Wir unternehmen einen ausgedehnten Spaziergang bis zur Ossa hinunter, begleitet von den Vorstellungen der früher hier herumspringenden, badenden Jugend. Wie mögen ihre Stimmen geklungen haben? Wie sahen sie aus, wie benahmen sie sich? Wie redeten sie miteinander? Nach dem legendären Grabgewölbe suchten wir vergeblich, obwohl wir meinten, dessen Ort im Gelände ausfindig machen zu können.
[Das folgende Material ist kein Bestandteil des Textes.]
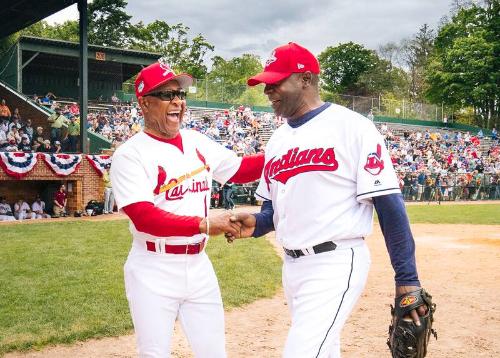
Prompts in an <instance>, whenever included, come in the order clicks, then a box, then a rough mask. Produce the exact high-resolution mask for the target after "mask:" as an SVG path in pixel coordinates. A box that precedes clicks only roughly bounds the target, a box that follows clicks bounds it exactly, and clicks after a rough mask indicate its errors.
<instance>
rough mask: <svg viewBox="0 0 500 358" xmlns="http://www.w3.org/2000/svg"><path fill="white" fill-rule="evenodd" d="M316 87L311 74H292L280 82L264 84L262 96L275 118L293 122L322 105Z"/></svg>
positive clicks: (308, 73)
mask: <svg viewBox="0 0 500 358" xmlns="http://www.w3.org/2000/svg"><path fill="white" fill-rule="evenodd" d="M316 86H317V81H316V80H315V78H314V75H313V74H311V72H309V71H307V72H304V73H293V74H292V75H290V76H289V77H287V78H285V79H284V80H282V81H279V82H277V83H274V84H266V87H265V88H264V94H265V95H266V96H267V97H268V98H269V101H270V102H271V106H272V107H273V109H274V113H275V114H276V115H277V116H281V117H284V118H286V119H288V120H292V121H293V120H295V119H297V118H299V117H301V116H302V115H304V114H305V113H307V112H308V111H310V110H311V109H313V108H316V107H318V105H319V104H320V103H322V102H321V100H320V99H319V95H318V92H317V90H316Z"/></svg>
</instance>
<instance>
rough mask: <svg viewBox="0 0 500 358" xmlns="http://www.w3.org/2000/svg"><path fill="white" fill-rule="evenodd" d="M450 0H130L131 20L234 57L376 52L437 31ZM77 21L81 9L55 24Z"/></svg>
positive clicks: (263, 57) (58, 18)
Aber alle möglichen, halb erwarteten Stein-, Mauer- oder Grabplattenreste sind entweder weggebracht worden oder überwuchert. An einem wackligen Holzsteg endet der Pfad. Unter uns fließt, träge und braun, die alte Ossa, überhangen von Zweigen und Gestrüpp.
Hätten die damals jugendlichen Vorfahren von uns gewusst, hätten sie gesehen, wie wir hier von uns Vieren, - auch schon in fortgeschrittenem Alter -, ein Foto aufnehmen… Was für eine merkwürdige Vorstellung.